Analyse: le mauvais bulletin du CPQ

Le Québec affiche une distribution des revenus plus égalitaire que l’ensemble du Canada et l’Ontario.
Photo: Olivier Zuida Le Devoir Le Québec affiche une distribution des revenus plus égalitaire que l’ensemble du Canada et l’Ontario.

Année après année depuis 2010, le Conseil du patronat (CPQ) revient avec son Bulletin de la prospérité du Québec accordant un C à la performance économique du Québec et un B– à celle de l’Ontario. Mais pour une rare fois, l’organisation patronale reconnaît qu’il lui faudra revoir sa copie.

Publié mardi, l’exercice 2019 du Bulletin de la prospérité du CPQ accordait au Québec la note moyenne de C, soit la même évaluation depuis 2010, même si certains indicateurs ont affiché une amélioration, admet l’organisation.
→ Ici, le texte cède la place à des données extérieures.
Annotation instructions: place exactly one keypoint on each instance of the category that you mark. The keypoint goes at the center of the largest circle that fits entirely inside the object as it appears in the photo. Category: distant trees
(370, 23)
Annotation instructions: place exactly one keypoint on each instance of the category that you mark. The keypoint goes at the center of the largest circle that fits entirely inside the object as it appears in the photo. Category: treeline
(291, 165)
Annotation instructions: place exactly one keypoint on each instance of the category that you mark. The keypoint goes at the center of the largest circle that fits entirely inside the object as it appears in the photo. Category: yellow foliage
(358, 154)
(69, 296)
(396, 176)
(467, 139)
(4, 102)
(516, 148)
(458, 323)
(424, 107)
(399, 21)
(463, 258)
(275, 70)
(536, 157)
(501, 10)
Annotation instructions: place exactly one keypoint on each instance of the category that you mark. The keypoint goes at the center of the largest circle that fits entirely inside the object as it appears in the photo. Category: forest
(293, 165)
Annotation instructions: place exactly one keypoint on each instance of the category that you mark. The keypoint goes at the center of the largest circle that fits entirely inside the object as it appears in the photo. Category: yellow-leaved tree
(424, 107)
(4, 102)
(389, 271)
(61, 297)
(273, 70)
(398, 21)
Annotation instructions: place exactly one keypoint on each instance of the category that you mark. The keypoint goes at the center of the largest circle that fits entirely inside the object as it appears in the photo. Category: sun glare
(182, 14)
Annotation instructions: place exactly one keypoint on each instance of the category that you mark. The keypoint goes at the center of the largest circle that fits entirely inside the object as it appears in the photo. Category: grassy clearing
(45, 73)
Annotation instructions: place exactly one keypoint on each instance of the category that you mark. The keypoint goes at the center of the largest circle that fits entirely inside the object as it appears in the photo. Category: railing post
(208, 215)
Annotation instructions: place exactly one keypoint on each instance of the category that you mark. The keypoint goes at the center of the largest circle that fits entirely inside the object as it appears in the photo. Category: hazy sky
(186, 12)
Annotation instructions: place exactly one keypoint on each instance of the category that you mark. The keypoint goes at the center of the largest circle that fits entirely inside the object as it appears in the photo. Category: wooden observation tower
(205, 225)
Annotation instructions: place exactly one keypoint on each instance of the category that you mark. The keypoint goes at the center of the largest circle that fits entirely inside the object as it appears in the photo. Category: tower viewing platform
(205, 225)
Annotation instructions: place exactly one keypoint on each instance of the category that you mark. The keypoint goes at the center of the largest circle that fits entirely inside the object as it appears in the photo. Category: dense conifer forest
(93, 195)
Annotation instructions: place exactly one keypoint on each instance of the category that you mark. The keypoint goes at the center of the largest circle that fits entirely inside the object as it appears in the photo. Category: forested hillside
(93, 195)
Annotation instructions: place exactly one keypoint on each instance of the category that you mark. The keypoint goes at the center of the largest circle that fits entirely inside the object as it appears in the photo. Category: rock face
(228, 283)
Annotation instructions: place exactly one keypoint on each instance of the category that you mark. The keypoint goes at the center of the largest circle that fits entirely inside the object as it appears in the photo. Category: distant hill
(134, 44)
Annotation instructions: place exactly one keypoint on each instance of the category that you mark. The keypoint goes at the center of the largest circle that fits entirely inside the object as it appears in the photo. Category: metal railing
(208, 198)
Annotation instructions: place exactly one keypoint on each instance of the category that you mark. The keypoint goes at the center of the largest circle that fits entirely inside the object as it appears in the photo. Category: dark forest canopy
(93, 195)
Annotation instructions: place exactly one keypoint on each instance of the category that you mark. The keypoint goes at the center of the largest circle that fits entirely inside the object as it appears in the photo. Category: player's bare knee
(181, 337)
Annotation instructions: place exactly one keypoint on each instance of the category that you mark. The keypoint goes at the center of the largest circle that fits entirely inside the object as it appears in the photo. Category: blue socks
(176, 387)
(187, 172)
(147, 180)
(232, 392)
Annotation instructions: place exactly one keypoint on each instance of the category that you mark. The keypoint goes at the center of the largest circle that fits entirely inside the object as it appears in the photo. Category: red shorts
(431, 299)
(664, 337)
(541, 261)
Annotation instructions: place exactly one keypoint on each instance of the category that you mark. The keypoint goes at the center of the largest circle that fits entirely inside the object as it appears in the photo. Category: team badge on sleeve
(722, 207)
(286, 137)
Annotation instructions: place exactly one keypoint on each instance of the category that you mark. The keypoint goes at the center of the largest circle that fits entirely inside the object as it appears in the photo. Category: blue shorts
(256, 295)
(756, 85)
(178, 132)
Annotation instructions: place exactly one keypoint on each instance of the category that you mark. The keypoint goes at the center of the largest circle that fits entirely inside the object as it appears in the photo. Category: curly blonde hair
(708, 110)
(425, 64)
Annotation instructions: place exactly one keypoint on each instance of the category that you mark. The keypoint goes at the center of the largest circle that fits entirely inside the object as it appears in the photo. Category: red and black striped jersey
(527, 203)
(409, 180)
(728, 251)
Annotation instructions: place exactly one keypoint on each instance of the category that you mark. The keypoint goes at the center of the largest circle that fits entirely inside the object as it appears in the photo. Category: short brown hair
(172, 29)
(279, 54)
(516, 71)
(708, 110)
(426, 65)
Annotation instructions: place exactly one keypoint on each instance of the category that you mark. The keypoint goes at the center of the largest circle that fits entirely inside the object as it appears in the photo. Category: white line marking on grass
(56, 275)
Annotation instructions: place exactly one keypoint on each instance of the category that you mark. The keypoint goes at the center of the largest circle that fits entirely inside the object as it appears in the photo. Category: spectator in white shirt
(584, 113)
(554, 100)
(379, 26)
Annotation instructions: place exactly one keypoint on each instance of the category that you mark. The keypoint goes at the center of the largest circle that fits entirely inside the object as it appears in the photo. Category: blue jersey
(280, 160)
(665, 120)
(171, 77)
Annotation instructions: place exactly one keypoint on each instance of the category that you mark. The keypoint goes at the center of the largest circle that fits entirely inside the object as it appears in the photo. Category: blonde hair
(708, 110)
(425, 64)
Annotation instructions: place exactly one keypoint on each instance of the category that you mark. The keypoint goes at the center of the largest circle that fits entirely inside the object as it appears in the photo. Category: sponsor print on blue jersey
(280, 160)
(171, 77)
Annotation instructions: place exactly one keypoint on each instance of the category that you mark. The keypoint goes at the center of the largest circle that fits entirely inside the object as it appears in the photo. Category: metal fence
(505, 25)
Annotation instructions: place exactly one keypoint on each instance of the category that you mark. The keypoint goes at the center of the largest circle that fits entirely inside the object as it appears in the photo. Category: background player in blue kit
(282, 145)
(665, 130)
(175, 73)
L’analyse compare 21 variables socioéconomiques réparties entre ce que le CPQ retient comme étant cinq principaux déterminants de la prospérité, soit la disponibilité et la qualité de la main-d’oeuvre, le coût de la main-d’oeuvre, la réglementation, les finances publiques et la fiscalité, ainsi que l’environnement d’affaires. Une liste très « corporative », qui place les recettes fiscales du Québec supérieures à la moyenne canadienne au rang de « pression fiscale ». Ou une hausse du salaire minimum à la catégorie des irritants. Ou encore les cotisations des employeurs au filet de protection sociale que composent l’assurance emploi, l’assurance parentale, le Régime des rentes du Québec ou la CNESST au niveau d’une taxe sur la masse salariale.

Le bulletin du CPQ ne fait aucun cas de cette capacité de l’économie du Québec à récupérer des chocs conjoncturels comme elle l’a fait au sortir de la Grande Récession de 2009. Ni de ce découplage plus criant entre les économies du Québec et du Canada, avec un écart de croissance entre les PIB respectifs allant en se creusant et avec une démarcation prononcée de l’évolution des taux de chômage et de la progression des salaires. Ni de ce coût de la vie, inférieur ici, et d’un accès à la propriété immobilière encore soutenable dans nombre de marchés du Québec.

Que dire du retour à l’équilibre budgétaire, qui devrait réjouir l’organisation patronale. « Le Québec affiche l’excédent le plus important parmi les provinces canadiennes au 31 mars 2018 », notait l’édition 2019 du Panorama des finances publiques du Québec, publié par la Chaire en fiscalité et en finances publiques de l’Université de Sherbrooke. Et si le poids de la fiscalité est encore bien ressenti, le Québec demeure parmi les plus compétitifs lorsque la charge fiscale nette est prise en compte et il affiche un régime fiscal particulièrement progressif, ajoutait la Chaire.

Le Bulletin le retient dans sa conclusion, pour corréler cette situation budgétaire à la création d’« un climat plus optimiste dans le milieu des affaires ». Et non d’une récupération d’une marge de manoeuvre dont les entreprises seraient les premières à bénéficier en cas de revers conjoncturel.

La liste des considérants, déjà longue, s’enrichirait d’une mesure de prospérité d’une société débordant de la simple définition du PIB et d’un environnement favorable aux affaires pour inclure la qualité de vie, l’environnement, la santé, l’éducation, la culture, la diversification économique, la valeur ajoutée, la répartition de la richesse et la réduction des inégalités. Sur ce dernier point, le Québec affiche une distribution des revenus plus égalitaire que l’ensemble du Canada et l’Ontario, une situation qui perdurait depuis 1988 et qui tendait à s’amplifier au fil du temps, rappelait le Cirano en 2018 en s’inspirant du coefficient de Gini.

Indicateurs à considérer

Le CPQ n’est pas fermé pour autant. Dans son édition 2019, il reconnaît que « l’évolution positive de certains indicateurs de prospérité n’est pas considérée […]. C’est le cas, entre autres, du taux de chômage plus bas que dans le reste du Canada, à des bas historiques, de la vigueur des investissements en construction et des exportations ». Il ajoute dans son communiqué qu’« à l’avenir il sera important d’évaluer de nouveaux indicateurs de prospérité, comme la performance en matière de réduction des émissions de gaz à effet de serre ».

Dans la foulée, on pourrait mesurer les externalités associées à cette production de biens et services. L’impact environnemental, l’empreinte carbone, les gaz à effet de serre émis, la santé publique, le legs aux générations futures, les revenus, mais aussi les coûts et les retombées entrent désormais dans le calcul de la rentabilité d’abord économique, puis sociale, d’une activité, d’un projet. Ici aussi, le Québec a la capacité et la potentialité de soutenir la comparaison.